When determining the cancer stage, doctors look at many factors, including:
- Size of the main tumor and whether it has spread to other parts of the throat or mouth
- Whether cancer has spread to nearby lymph nodes, and if so, which ones
- Whether cancer has spread to other parts of the body or distant organs
Stage 0 describes the early signs of disease and Stage 4 indicates an advanced case. Staging for pharyngeal cancer can be complicated. It may differ based upon the part of the throat affected or whether HPV is the cause of cancer. There are many variables involved in staging throat cancers, so talk with your doctor to understand your situation.
In general terms, pharyngeal cancer stages are:
Stage 0: Abnormal cells are in one layer of the pharynx’s tissue and haven’t spread elsewhere.
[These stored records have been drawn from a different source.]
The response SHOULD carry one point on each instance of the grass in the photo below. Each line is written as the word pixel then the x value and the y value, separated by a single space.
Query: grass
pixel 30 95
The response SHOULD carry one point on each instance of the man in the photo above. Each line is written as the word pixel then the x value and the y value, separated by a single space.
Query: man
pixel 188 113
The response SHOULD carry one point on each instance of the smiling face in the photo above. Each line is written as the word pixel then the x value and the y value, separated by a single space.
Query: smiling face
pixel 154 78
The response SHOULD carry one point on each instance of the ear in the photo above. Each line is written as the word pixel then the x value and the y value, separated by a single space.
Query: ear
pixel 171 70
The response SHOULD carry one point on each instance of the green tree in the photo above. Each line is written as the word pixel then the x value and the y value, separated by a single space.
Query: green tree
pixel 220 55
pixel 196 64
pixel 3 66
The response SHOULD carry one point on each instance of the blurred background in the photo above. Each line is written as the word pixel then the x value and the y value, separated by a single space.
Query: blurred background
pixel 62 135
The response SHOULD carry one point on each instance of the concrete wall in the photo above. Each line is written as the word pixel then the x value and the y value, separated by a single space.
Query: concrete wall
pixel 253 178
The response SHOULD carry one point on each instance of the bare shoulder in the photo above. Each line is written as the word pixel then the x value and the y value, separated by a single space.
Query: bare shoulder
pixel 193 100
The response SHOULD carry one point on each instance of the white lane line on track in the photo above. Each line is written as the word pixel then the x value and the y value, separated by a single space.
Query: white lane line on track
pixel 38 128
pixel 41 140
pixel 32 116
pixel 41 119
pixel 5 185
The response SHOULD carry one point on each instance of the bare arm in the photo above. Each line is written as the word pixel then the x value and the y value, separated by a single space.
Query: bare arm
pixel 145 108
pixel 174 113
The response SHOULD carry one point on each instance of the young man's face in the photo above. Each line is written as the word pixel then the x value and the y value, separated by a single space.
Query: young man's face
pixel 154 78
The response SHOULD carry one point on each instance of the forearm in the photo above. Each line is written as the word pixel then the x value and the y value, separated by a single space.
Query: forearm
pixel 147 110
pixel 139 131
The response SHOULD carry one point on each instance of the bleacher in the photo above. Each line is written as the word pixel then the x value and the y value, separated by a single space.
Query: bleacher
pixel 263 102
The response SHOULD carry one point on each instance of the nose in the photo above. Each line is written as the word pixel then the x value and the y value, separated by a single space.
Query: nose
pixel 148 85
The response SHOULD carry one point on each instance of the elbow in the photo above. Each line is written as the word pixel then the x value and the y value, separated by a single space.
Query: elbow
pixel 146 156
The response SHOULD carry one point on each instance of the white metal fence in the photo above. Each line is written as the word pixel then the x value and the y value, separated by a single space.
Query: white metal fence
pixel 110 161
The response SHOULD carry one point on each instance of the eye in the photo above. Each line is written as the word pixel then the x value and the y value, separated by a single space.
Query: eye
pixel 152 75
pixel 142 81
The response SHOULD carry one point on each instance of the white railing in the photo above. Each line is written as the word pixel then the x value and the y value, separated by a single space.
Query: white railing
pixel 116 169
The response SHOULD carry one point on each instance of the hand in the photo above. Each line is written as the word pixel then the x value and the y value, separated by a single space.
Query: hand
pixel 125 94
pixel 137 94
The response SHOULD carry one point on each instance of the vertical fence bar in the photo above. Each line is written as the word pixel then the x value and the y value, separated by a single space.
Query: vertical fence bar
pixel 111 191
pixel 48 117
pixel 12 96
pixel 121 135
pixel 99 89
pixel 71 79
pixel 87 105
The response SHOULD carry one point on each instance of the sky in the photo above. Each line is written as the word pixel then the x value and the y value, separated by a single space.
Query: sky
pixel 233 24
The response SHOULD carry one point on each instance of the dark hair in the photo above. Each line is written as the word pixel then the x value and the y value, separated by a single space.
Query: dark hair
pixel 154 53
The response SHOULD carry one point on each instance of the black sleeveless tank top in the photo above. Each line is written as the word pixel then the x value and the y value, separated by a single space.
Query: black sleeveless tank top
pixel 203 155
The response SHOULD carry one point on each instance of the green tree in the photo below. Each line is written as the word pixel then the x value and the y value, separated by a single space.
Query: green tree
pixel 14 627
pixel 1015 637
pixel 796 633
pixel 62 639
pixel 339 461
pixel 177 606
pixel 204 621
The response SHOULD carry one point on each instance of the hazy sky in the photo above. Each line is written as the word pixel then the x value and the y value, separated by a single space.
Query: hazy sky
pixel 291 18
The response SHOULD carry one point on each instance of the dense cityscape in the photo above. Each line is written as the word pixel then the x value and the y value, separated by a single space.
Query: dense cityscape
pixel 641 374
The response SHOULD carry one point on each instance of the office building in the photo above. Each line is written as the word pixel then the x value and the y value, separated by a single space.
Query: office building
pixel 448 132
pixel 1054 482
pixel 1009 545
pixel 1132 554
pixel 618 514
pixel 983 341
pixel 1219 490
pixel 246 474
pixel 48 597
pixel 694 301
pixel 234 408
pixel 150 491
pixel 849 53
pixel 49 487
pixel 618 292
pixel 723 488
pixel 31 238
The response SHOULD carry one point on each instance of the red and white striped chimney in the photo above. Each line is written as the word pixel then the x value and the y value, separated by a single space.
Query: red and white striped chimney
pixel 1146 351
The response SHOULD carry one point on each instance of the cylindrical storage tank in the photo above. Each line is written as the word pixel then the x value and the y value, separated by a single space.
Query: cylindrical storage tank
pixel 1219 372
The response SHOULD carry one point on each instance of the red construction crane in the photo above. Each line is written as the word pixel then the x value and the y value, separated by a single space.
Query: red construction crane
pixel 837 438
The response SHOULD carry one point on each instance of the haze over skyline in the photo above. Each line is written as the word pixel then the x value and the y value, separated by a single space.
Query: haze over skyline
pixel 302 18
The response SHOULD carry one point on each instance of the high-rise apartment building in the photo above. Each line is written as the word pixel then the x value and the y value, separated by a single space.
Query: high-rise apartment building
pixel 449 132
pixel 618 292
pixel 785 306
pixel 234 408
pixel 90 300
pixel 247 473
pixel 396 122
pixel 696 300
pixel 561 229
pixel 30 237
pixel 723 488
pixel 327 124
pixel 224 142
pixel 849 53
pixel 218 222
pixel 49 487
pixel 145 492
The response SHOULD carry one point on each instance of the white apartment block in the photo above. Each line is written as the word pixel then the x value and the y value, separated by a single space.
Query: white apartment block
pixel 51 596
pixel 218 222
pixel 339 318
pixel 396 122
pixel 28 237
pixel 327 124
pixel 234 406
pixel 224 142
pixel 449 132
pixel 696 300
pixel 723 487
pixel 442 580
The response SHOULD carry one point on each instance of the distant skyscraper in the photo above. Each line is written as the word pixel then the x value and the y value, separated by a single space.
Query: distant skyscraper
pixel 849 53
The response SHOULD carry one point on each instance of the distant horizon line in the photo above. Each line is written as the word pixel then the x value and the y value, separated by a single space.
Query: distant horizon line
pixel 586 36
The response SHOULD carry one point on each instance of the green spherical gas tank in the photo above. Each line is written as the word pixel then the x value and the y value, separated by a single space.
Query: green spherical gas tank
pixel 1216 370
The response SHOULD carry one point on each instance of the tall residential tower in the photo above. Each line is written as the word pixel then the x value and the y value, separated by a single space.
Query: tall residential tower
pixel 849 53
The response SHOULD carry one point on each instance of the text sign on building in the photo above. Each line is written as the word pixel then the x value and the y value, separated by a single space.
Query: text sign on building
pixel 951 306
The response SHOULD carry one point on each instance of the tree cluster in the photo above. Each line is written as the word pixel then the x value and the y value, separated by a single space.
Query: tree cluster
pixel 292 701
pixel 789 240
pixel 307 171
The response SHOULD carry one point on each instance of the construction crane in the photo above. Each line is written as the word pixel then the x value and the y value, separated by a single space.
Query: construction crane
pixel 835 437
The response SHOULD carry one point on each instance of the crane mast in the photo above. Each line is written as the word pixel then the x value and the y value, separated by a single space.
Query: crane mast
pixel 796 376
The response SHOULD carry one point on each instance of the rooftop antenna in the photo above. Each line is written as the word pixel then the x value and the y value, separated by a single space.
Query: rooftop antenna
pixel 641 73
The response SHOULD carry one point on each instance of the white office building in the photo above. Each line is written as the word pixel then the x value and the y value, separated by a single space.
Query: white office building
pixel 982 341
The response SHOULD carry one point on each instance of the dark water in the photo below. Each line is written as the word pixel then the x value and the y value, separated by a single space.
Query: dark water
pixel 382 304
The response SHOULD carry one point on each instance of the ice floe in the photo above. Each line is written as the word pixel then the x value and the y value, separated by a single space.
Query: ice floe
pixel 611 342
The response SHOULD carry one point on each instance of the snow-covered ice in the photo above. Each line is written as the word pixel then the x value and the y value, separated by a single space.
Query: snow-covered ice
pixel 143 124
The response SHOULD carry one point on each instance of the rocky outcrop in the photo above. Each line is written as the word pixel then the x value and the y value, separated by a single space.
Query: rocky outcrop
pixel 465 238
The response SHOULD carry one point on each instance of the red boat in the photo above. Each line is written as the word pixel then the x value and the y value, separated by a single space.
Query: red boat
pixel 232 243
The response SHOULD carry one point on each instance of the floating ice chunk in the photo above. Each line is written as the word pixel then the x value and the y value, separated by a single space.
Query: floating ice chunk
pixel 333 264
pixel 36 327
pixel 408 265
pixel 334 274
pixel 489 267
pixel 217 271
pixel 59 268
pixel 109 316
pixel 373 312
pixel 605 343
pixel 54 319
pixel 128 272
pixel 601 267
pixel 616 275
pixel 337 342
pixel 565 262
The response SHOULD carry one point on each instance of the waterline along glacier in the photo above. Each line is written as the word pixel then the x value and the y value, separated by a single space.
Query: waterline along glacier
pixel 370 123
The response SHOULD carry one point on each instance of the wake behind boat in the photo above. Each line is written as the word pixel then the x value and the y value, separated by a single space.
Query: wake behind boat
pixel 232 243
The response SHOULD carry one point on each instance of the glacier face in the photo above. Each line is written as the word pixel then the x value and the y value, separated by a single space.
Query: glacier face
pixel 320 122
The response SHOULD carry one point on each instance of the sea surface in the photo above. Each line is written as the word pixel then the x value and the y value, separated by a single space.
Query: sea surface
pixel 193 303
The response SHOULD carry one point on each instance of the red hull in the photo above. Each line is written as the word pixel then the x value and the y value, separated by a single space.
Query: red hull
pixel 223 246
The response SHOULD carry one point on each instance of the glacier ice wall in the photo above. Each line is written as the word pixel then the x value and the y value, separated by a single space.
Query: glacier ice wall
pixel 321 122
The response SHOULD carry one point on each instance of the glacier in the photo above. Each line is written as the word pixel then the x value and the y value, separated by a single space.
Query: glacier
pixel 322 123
This stage is also called carcinoma in situ, which means “in its original place.”
Stage 1: A cancerous tumor of 2 cm or smaller is in the pharynx. It hasn’t grown into nearby tissues, lymph nodes, or distant parts of the body.
Stage 2: The tumor is larger than 2 cm but no larger than 4 cm. It has not spread to lymph nodes or other body areas.
Stage 3: The tumor is larger than 4 cm and may have entered nearby lymph nodes and tissues. Cancer has not spread to distant body parts.
Stage 4: This stage is divided into several substages, each describing how the cancer has spread to nearby or distant parts of the body.